As NAI systems grow stronger and more powerful, there are a few trends I believe we’re going to see emerge. In particular, I am hopeful of the following:

  1. Future NUAI systems will have greater abilities to reason about the world, the environment they operate in, and the context they operate in.
  2. NUAI systems will grow to become truly multimodal systems, able to understand textual, photographic, videographic, and auditory data (and possibly more).
  3. Future NUAI systems will grow to be more useful across even wider arrays of tasks, and they will necessarily be more truth-seeking and fact-based than current systems as we get closer to truly UAI systems.

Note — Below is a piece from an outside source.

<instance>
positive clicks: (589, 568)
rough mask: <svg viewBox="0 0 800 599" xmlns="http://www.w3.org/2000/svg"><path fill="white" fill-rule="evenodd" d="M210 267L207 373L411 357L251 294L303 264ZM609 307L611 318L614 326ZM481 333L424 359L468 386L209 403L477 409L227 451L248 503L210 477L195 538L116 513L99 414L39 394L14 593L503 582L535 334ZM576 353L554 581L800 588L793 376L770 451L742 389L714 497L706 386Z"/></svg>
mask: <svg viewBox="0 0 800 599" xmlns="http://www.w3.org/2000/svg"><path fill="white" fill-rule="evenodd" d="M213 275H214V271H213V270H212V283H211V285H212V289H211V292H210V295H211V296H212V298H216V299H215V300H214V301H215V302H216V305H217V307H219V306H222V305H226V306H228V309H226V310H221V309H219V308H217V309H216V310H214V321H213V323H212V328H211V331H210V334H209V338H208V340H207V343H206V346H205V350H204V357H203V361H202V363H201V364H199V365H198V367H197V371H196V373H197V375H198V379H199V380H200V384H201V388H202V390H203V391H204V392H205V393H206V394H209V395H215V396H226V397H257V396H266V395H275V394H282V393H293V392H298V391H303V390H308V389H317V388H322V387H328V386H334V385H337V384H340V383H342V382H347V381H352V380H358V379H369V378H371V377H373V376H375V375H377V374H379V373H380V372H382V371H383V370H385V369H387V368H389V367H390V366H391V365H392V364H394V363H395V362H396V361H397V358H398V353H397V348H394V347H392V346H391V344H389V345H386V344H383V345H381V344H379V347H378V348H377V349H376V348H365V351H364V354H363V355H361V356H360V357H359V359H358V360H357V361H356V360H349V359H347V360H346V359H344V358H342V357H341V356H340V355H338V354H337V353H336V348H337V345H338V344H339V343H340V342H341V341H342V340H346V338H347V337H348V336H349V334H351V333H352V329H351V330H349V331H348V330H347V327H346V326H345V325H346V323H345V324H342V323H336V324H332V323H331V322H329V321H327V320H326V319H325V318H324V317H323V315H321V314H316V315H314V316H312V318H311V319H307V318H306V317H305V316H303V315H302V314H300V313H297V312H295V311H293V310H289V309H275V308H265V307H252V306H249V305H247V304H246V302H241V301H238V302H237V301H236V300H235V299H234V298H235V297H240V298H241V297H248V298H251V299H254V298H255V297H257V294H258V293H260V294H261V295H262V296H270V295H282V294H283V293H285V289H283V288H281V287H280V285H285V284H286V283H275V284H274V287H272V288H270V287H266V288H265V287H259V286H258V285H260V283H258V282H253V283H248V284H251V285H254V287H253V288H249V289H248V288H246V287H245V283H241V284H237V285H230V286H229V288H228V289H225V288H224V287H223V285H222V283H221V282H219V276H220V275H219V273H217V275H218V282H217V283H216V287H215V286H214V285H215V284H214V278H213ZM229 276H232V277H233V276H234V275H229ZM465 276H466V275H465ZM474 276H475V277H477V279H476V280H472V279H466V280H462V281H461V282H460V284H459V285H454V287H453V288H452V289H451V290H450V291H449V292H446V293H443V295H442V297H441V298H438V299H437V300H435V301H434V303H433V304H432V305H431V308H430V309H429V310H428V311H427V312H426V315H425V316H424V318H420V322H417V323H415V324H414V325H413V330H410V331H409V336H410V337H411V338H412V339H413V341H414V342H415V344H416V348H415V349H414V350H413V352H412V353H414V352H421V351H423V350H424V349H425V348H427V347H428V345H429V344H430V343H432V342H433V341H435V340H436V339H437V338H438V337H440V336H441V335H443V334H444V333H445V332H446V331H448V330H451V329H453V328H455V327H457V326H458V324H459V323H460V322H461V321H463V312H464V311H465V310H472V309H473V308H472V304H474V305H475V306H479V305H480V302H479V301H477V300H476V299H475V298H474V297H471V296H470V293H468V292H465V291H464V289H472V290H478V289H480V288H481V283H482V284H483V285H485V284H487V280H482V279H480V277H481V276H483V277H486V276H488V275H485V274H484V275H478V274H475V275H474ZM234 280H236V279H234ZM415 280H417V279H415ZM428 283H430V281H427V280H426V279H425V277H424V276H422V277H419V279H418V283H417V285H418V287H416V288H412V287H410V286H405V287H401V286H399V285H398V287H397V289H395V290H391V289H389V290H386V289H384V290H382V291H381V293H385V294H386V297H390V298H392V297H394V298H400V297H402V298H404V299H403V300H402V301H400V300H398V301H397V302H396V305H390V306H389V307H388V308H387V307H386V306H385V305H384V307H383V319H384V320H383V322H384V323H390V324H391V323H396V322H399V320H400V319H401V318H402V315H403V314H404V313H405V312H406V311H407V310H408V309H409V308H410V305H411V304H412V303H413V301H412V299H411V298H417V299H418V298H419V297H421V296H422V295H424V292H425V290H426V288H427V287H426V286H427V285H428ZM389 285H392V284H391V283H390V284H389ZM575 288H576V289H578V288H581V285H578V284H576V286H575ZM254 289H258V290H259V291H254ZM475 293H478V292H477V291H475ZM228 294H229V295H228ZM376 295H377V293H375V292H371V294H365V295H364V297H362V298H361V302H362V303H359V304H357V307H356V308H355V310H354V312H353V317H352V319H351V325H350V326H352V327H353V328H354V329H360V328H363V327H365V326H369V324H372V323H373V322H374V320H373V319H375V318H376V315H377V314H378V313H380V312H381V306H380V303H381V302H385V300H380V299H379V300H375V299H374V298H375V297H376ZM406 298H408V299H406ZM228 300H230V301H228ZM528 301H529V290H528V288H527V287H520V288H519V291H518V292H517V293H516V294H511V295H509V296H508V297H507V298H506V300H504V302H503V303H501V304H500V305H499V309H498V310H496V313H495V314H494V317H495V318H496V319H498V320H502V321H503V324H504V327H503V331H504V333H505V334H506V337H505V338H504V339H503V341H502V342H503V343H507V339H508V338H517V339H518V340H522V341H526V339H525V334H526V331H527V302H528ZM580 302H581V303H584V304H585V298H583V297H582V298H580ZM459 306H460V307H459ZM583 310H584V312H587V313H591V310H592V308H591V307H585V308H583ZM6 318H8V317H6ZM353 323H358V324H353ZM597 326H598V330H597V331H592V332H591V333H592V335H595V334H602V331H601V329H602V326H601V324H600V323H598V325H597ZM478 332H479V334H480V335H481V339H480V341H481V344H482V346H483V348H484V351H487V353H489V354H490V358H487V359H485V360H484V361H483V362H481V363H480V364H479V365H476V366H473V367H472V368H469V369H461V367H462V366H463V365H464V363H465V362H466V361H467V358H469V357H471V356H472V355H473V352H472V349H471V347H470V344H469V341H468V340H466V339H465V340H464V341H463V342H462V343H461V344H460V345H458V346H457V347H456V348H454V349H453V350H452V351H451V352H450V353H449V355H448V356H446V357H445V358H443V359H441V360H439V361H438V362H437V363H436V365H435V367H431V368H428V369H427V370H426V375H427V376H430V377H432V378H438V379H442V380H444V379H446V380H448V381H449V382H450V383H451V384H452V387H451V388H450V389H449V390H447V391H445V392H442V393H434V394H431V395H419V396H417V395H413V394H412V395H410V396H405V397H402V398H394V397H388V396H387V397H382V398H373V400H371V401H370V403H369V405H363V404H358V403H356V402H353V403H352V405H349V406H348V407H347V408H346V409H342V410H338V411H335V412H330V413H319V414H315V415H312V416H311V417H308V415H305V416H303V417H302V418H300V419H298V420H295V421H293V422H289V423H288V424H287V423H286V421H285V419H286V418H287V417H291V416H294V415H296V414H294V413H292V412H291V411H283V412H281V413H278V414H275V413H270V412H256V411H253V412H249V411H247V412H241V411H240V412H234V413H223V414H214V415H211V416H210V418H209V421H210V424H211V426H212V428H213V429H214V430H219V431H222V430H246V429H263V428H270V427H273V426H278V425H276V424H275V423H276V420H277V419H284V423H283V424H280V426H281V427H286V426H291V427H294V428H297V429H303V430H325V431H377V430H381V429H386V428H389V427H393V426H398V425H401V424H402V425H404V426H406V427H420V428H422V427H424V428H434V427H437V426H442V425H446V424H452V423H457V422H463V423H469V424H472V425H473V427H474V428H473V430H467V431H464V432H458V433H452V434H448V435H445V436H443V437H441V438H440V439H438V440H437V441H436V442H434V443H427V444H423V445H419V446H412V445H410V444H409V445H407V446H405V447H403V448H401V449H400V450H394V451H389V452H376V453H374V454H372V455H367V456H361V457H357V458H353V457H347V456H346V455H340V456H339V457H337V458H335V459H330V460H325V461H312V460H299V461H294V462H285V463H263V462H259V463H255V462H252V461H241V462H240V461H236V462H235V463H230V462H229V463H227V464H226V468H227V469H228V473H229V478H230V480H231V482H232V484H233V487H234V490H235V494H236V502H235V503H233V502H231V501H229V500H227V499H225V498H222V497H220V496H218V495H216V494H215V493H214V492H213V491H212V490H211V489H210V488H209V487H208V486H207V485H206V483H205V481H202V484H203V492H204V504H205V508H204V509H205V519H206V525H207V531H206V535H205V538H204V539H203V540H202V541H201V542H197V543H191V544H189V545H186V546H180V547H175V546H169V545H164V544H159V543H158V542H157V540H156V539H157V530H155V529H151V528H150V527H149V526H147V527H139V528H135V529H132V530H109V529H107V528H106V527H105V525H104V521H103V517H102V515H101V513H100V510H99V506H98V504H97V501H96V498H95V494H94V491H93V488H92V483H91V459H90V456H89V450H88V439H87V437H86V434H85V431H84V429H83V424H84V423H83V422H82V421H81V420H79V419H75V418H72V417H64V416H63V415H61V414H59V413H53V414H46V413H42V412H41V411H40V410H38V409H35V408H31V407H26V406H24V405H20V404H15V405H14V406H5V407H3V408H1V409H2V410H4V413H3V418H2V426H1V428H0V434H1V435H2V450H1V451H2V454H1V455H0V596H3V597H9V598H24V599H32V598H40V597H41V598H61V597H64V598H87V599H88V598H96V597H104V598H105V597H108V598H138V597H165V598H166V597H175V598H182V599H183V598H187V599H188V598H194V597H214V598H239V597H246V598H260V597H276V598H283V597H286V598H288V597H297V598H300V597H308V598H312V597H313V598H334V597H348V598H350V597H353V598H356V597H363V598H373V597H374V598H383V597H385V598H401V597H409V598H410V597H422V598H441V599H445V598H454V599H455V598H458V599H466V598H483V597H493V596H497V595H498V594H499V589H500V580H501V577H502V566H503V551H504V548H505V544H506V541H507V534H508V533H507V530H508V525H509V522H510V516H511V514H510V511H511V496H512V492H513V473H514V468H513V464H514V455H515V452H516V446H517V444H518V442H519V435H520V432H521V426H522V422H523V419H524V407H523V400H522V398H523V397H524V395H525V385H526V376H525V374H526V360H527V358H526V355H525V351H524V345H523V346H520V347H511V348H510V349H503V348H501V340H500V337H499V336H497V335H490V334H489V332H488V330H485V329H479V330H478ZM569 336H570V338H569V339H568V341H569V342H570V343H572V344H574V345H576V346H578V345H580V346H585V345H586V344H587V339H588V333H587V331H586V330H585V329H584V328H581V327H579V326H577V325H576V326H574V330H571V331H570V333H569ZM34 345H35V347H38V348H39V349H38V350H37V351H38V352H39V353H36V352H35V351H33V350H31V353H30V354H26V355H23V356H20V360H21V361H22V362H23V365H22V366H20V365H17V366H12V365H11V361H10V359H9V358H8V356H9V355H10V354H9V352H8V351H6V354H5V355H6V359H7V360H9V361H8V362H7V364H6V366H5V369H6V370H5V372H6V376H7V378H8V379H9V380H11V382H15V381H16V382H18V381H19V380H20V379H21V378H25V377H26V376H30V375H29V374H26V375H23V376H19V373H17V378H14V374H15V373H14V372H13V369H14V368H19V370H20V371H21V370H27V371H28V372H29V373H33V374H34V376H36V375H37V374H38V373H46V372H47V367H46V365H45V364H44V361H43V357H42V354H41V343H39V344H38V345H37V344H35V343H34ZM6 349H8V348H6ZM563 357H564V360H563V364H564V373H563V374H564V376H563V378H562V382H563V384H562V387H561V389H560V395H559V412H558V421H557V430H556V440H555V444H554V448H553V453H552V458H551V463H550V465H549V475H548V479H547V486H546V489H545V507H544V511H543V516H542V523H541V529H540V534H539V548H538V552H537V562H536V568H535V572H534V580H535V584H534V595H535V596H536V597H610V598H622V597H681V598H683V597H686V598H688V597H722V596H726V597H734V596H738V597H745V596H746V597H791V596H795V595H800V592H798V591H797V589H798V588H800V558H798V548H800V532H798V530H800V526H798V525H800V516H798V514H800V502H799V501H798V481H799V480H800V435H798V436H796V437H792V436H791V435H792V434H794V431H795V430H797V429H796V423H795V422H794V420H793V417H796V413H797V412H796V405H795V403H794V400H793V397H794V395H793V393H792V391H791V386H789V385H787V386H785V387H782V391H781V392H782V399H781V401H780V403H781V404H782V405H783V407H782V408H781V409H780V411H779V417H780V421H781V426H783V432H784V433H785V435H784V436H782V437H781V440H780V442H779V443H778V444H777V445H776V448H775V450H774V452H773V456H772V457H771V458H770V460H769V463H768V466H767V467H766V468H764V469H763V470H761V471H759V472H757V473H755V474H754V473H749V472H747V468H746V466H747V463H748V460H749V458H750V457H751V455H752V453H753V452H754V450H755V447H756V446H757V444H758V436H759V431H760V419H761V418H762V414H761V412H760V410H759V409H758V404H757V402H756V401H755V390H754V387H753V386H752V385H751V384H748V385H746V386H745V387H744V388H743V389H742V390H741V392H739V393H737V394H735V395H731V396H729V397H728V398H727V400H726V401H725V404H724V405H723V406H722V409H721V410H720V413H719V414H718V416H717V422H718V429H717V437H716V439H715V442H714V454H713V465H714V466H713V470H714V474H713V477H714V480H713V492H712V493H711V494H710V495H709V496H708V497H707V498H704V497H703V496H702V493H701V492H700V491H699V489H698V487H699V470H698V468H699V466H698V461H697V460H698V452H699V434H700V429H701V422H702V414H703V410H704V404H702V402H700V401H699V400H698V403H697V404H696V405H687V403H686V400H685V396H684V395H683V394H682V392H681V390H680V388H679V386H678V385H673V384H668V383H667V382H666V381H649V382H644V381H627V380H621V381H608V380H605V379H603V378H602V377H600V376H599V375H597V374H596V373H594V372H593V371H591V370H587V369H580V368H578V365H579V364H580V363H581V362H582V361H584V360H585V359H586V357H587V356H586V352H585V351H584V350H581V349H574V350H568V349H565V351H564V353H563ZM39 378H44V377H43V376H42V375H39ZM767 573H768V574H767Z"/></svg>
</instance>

All these shifts make me excited to see the future of AI, but it also makes me excited for the future of AI Squared as well. As an AI integration company, we’re focused on bringing the results of AI and other advanced analytics to end user workflows regardless of the web application that’s being used. Traditionally, integrating the results of custom-built models and analytics can be a lengthy process within enterprises, as it requires either altering existing, possibly legacy, tools and applications or building entirely new applications just for a single model. With AI Squared, however, integrating new models couldn’t be easier, as we circumvent that application development process and instead focus on overlaying results directly within the browser window, allowing integration not into just one business application, but all applications a user visits in the browser.

As AI systems become more universal, so will the need to break them out of individual applications. Instead, future AI systems will be able to truly work within human-machine teams, and AI Squared is ready to empower that new way we will work.